DRMacIver's Notebook

Test-case reduction as graph search

Test-case reduction as graph search

Published
2018-12-15

Attention conservation notice: Infodump of an idea I haven’t tried yet. Very poorly explained.

This is an idea that’s been bouncing around in my head a bunch recently and has recently crystalised into an interesting form.

Suppose you’ve got a test-case reducer consisting of passes \(r_1, \ldots, r_n\) and are trying to reduce some test-case to a simultaneous-fixed point of all of these passes. How do you decide what order to apply the passes in?

One difficulty is that there are two different things to optimise for: Cost of reduction, and quality of final results.

However, what I realised recently is that actually this is wrong. You shouldn’t be trying to optimise for quality of final results at all. That should be implicit in your definition of the passes: any final result that you get that is a fixed point of all of your passes is somewhere you can get stuck. If you didn’t want to get stuck there then you need to define more passes rather than worrying about how to carefully apply your passes so as not to get stuck.

Given that, our cost model is now easy: We just want to minimize the number of predicate calls.

And there’s a nice way to do this!

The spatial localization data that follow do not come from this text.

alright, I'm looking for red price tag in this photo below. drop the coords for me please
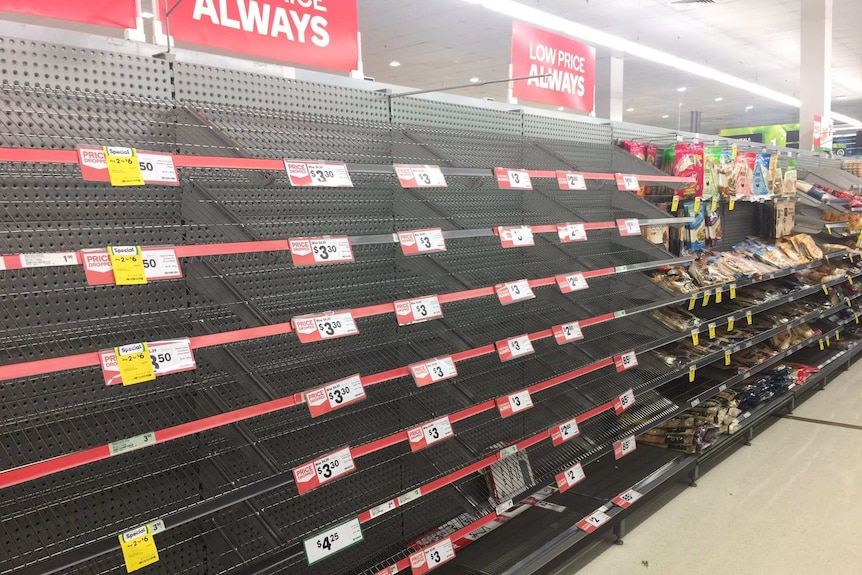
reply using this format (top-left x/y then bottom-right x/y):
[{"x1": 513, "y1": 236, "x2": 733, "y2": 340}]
[
  {"x1": 557, "y1": 223, "x2": 587, "y2": 243},
  {"x1": 285, "y1": 160, "x2": 353, "y2": 187},
  {"x1": 556, "y1": 171, "x2": 587, "y2": 190},
  {"x1": 77, "y1": 145, "x2": 179, "y2": 185},
  {"x1": 306, "y1": 374, "x2": 366, "y2": 418},
  {"x1": 612, "y1": 489, "x2": 643, "y2": 509},
  {"x1": 288, "y1": 236, "x2": 355, "y2": 266},
  {"x1": 292, "y1": 311, "x2": 359, "y2": 343},
  {"x1": 498, "y1": 225, "x2": 535, "y2": 248},
  {"x1": 496, "y1": 334, "x2": 535, "y2": 362},
  {"x1": 292, "y1": 446, "x2": 356, "y2": 494},
  {"x1": 408, "y1": 416, "x2": 454, "y2": 452},
  {"x1": 556, "y1": 272, "x2": 589, "y2": 293},
  {"x1": 494, "y1": 167, "x2": 533, "y2": 190},
  {"x1": 577, "y1": 510, "x2": 611, "y2": 533},
  {"x1": 409, "y1": 538, "x2": 455, "y2": 574},
  {"x1": 409, "y1": 356, "x2": 458, "y2": 387},
  {"x1": 613, "y1": 435, "x2": 637, "y2": 460},
  {"x1": 550, "y1": 418, "x2": 580, "y2": 446},
  {"x1": 613, "y1": 388, "x2": 636, "y2": 415},
  {"x1": 614, "y1": 351, "x2": 638, "y2": 372},
  {"x1": 398, "y1": 228, "x2": 447, "y2": 255},
  {"x1": 394, "y1": 296, "x2": 443, "y2": 326},
  {"x1": 556, "y1": 462, "x2": 586, "y2": 493},
  {"x1": 99, "y1": 338, "x2": 196, "y2": 386},
  {"x1": 553, "y1": 321, "x2": 583, "y2": 344},
  {"x1": 616, "y1": 219, "x2": 641, "y2": 236},
  {"x1": 496, "y1": 390, "x2": 533, "y2": 418},
  {"x1": 495, "y1": 280, "x2": 535, "y2": 305},
  {"x1": 82, "y1": 247, "x2": 182, "y2": 285},
  {"x1": 394, "y1": 164, "x2": 447, "y2": 188},
  {"x1": 615, "y1": 174, "x2": 640, "y2": 191}
]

We can regard the set of test cases satisfying the predicate as a labelled weighted digraph, whose vertices are test cases satisfying our predicate, and whose edges are labelled with a reduction pass, go to the test case that that pass takes the current one too, and carry a cost of number of evaluations made during running that pass.

This means that we can basically run a shortest path graph search to find a fixed point of all of the reducer passes! Except that’s not quite right, because we also need to include the cost of verifying that we are at a fixed point. So what we are trying to minimize is the total number of reducer calls made during running passes added to the cost of running each path at our destination.

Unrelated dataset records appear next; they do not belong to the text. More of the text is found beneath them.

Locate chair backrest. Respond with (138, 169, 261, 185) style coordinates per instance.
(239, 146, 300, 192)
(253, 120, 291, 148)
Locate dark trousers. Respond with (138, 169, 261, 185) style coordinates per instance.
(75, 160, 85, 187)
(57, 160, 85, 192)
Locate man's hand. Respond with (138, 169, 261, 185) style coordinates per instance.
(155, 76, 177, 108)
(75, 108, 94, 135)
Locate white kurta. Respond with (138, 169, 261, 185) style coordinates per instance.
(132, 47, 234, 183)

As this stands, that’s probably not a very useful thing to do, but some additional assumptions and tricks let us turn it into an improper version of \(A^*\) search which may well be quite efficient!

The main trick to note is that we can evaluate passes with other predicates. In particular we can evaluate them with a predicate that returns False for everything but its starting point but records its result.

This gives us two interesting things:

  1. By doing this for each pass we can work out what the cost of that node would be if it were a fixed point (by counting all of the values considered when running all of the passes).
  2. We can simultaneously work out a pessimistic speculative version of the graph, which makes the assumption that each pass pays its full cost for the version that always returns False and leads to the worst strict improvement.

We now do a species of \(A^*\) search as follows:

  1. For each test-case satisfying our predicate we keep track of the shortest known path to it following the real graph.
  2. We maintain a priority queue of pairs test-case/reduction pass, keyed off the sum of the actual cost of reaching that test case, the speculative cost of the pass, and the speculative cost of its pessimistic destination.
  3. We maintain a counter for each test case of the number of reduction passes it is a fixed point of and a total cost of all reduction passes we’ve run on it.
  4. We maintain a current shortest path length, initially set to infinity.

We start by putting our initial test case along with each reduction pass into the queue. While the queue is non-empty we iterate the following algorithm:

  1. We pop the smallest item from the queue.
  2. If the current real cost is greater than or equal to the current shortest past length, we discard it.
  3. Similarly if the current real cost is greater than or equal to the current known shortest path to this test case, discard it.
  4. Otherwise we run the reduction pass on its test case, keeping track of the number of calls made. This gives us a new edge.
  5. If this edge is a self-loop, add the loop cost to the cost of this test case and increment the counter. If we now know it is a fixed point of all reducers as a result of that, set the current shortest path length to the cost of reaching this test case plus its loop cost.
  6. Otherwise, if this results in a new shortest path to the destination, put edges for it in the queue (use real ones when known).

Generally speaking as soon as a pass works we will tend to prioritise it, because it will be lower cost than our pessimistic assumptions, but once we’ve run several passes we will tend to backtrack a bit to see if any of those earlier passes were worth trying after all.